Fun singles chronology
| "Some Nights" (2012) | "Carry On" (2012) | "Why Am I the One" (2013) |

= Carry On (Fun song) =

2012 single by fun.

"Carry On" is a song by American pop rock band Fun. It was released on October 23, 2012, as the third single off their second album, Some Nights. The song was written by the band members, Nate Ruess, Andrew Dost, Jack Antonoff, alongside the album's producer, Jeff Bhasker.

==Composition==
"Carry On" has been called "a song about perseverance in hard times", which is supported by a rock-anthem sound written in F major and composed in 12/8 time. The song begins with Ruess singing with faint vocals, as he confronts a potential suicide. Ruess's quiet vocals are eventually reinforced by a large chorus and band member Jack Antonoff's guitar-playing. The narrator takes refuge in a bar alongside his friends, who begin to contemplate the mortality of the people close to them. Antonoff delivers a short, 20-second "Slash-type wailing" guitar solo, which appears over two and a half minutes into the song.

==Live performances==
On November 3, 2012, the band was the musical guest on Saturday Night Live, with Louis C.K. as host, and performed this song, alongside "Some Nights". They also performed the song at the 2013 Grammy Awards.

==In media==
It is also featured in the HGTV 2013 #LoveHome commercial and in the pilot episode of FX series Legit. The song is also featured in the 2013 documentary Bridegroom and the Portuguese telenovela Destinos Cruzados (2013/14). A shortened version is performed in the second season of Zoey's Extraordinary Playlist (2021).
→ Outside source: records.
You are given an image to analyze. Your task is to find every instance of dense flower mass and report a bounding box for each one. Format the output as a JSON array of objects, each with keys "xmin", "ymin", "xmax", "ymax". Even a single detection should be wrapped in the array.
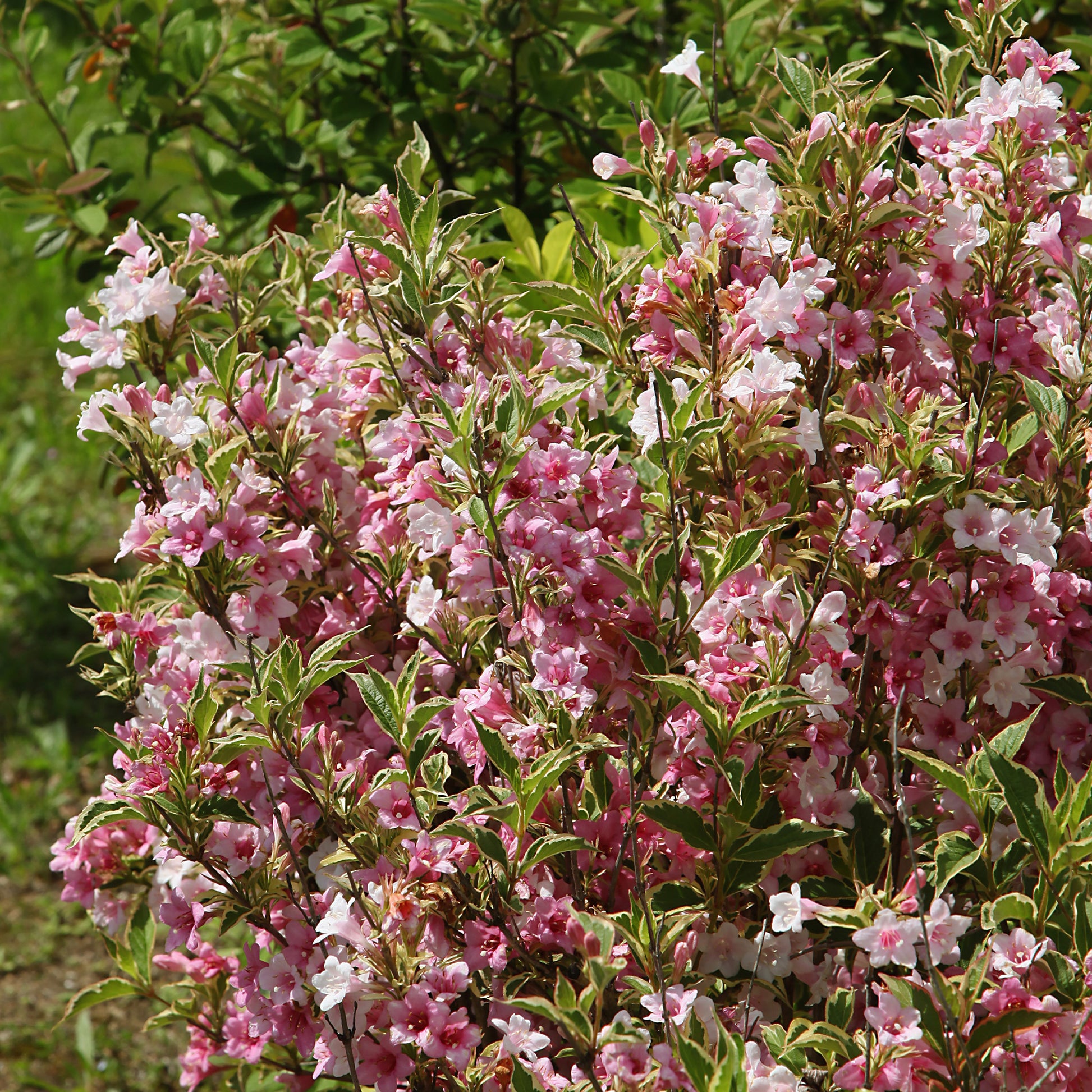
[{"xmin": 53, "ymin": 6, "xmax": 1092, "ymax": 1092}]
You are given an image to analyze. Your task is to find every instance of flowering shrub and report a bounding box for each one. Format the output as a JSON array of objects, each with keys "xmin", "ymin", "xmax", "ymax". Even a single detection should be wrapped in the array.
[{"xmin": 54, "ymin": 3, "xmax": 1092, "ymax": 1092}]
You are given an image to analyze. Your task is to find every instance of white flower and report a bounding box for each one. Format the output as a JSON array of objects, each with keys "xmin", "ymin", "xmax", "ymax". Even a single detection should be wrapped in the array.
[
  {"xmin": 698, "ymin": 921, "xmax": 755, "ymax": 979},
  {"xmin": 811, "ymin": 592, "xmax": 850, "ymax": 652},
  {"xmin": 744, "ymin": 276, "xmax": 804, "ymax": 337},
  {"xmin": 406, "ymin": 497, "xmax": 455, "ymax": 561},
  {"xmin": 933, "ymin": 201, "xmax": 989, "ymax": 262},
  {"xmin": 133, "ymin": 269, "xmax": 186, "ymax": 327},
  {"xmin": 800, "ymin": 662, "xmax": 850, "ymax": 723},
  {"xmin": 981, "ymin": 598, "xmax": 1035, "ymax": 657},
  {"xmin": 770, "ymin": 883, "xmax": 815, "ymax": 933},
  {"xmin": 853, "ymin": 910, "xmax": 921, "ymax": 966},
  {"xmin": 1050, "ymin": 334, "xmax": 1084, "ymax": 383},
  {"xmin": 406, "ymin": 576, "xmax": 443, "ymax": 627},
  {"xmin": 311, "ymin": 956, "xmax": 356, "ymax": 1012},
  {"xmin": 925, "ymin": 899, "xmax": 971, "ymax": 963},
  {"xmin": 152, "ymin": 394, "xmax": 209, "ymax": 449},
  {"xmin": 944, "ymin": 495, "xmax": 1010, "ymax": 553},
  {"xmin": 490, "ymin": 1015, "xmax": 549, "ymax": 1062},
  {"xmin": 641, "ymin": 984, "xmax": 698, "ymax": 1027},
  {"xmin": 659, "ymin": 38, "xmax": 704, "ymax": 88},
  {"xmin": 629, "ymin": 375, "xmax": 690, "ymax": 455},
  {"xmin": 721, "ymin": 348, "xmax": 800, "ymax": 410},
  {"xmin": 981, "ymin": 663, "xmax": 1034, "ymax": 717},
  {"xmin": 793, "ymin": 410, "xmax": 822, "ymax": 466}
]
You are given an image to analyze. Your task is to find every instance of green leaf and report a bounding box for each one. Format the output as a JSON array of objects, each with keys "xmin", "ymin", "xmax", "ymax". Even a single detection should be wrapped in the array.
[
  {"xmin": 732, "ymin": 819, "xmax": 842, "ymax": 861},
  {"xmin": 773, "ymin": 49, "xmax": 816, "ymax": 120},
  {"xmin": 72, "ymin": 800, "xmax": 144, "ymax": 845},
  {"xmin": 934, "ymin": 830, "xmax": 981, "ymax": 899},
  {"xmin": 649, "ymin": 675, "xmax": 724, "ymax": 726},
  {"xmin": 348, "ymin": 664, "xmax": 402, "ymax": 740},
  {"xmin": 1020, "ymin": 374, "xmax": 1066, "ymax": 425},
  {"xmin": 989, "ymin": 703, "xmax": 1039, "ymax": 758},
  {"xmin": 128, "ymin": 902, "xmax": 155, "ymax": 981},
  {"xmin": 520, "ymin": 834, "xmax": 592, "ymax": 876},
  {"xmin": 732, "ymin": 686, "xmax": 810, "ymax": 736},
  {"xmin": 500, "ymin": 205, "xmax": 544, "ymax": 276},
  {"xmin": 1004, "ymin": 413, "xmax": 1041, "ymax": 455},
  {"xmin": 1027, "ymin": 675, "xmax": 1092, "ymax": 712},
  {"xmin": 676, "ymin": 1035, "xmax": 715, "ymax": 1092},
  {"xmin": 474, "ymin": 718, "xmax": 523, "ymax": 792},
  {"xmin": 966, "ymin": 1009, "xmax": 1053, "ymax": 1055},
  {"xmin": 641, "ymin": 800, "xmax": 717, "ymax": 853},
  {"xmin": 621, "ymin": 630, "xmax": 667, "ymax": 676},
  {"xmin": 981, "ymin": 891, "xmax": 1036, "ymax": 929},
  {"xmin": 61, "ymin": 979, "xmax": 137, "ymax": 1021},
  {"xmin": 649, "ymin": 880, "xmax": 705, "ymax": 914},
  {"xmin": 899, "ymin": 747, "xmax": 971, "ymax": 804},
  {"xmin": 212, "ymin": 732, "xmax": 273, "ymax": 765},
  {"xmin": 986, "ymin": 742, "xmax": 1054, "ymax": 868}
]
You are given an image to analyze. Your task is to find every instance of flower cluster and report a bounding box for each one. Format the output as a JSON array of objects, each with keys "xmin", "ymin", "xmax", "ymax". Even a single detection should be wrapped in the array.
[{"xmin": 54, "ymin": 3, "xmax": 1092, "ymax": 1092}]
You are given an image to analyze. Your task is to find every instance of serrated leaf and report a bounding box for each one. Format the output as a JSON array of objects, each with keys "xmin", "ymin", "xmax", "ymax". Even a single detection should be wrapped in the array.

In June 2026, the song was featured in an advertisement for Exdensur.

==Charts==
"Carry On" was released on October 23, 2012, as the third single off their second album, Some Nights. "Carry On" is their third consecutive single to reach the top 20 on the Billboard Hot 100. It debuted at #100 on that chart and in the subsequent weeks climbed until peaking at #20. It has sold over a million downloads as of April 2013.

===Weekly charts===

| Chart (2012–2013) | Peak position |
|---|---|
| Australia (ARIA) | 44 |
| Belgium (Ultratip Bubbling Under Flanders) | 26 |
| Canada Hot 100 (Billboard) | 18 |
| Canada: Alternative Rock (America's Music Charts) | 21 |
| Ireland (IRMA) | 46 |
| Israel International Airplay (Media Forest) | 7 |
| Italy (FIMI) | 26 |
| Japan Hot 100 (Billboard) | 93 |
| Mexico Ingles Airplay (Billboard) | 1 |
| New Zealand (Recorded Music NZ) | 28 |
| UK Singles (Official Charts Company) | 126 |
| US Billboard Hot 100 | 20 |
| US Hot Rock & Alternative Songs (Billboard) | 2 |
| US Adult Alternative Airplay (Billboard) | 3 |
| US Adult Contemporary (Billboard) | 14 |
| US Adult Pop Airplay (Billboard) | 4 |
| US Alternative Airplay (Billboard) | 7 |
| US Pop Airplay (Billboard) | 17 |
| US Rock & Alternative Airplay (Billboard) | 5 |

===Year-end charts===

| Chart (2013) | Position |
|---|---|
| Canada (Canadian Hot 100) | 69 |
| Italy (FIMI) | 98 |
| US Billboard Hot 100 | 76 |
| US Hot Rock Songs (Billboard) | 14 |
| US Adult Alternative Songs (Billboard) | 11 |
| US Adult Top 40 (Billboard) | 16 |
| US Alternative Songs (Billboard) | 22 |
| US Rock Airplay (Billboard) | 15 |

==Certifications==

| Region | Certification | Certified units/sales |
| Canada (Music Canada) | Platinum | 80,000^{*} |
| Italy (FIMI) | Gold | 15,000^{*} |
| New Zealand (RMNZ) | Platinum | 15,000^{*} |
| United States (RIAA) | 2× Platinum | 2,000,000^{‡} |
^{*} Sales figures based on certification alone. ^{‡} Sales+streaming figures based on certification alone.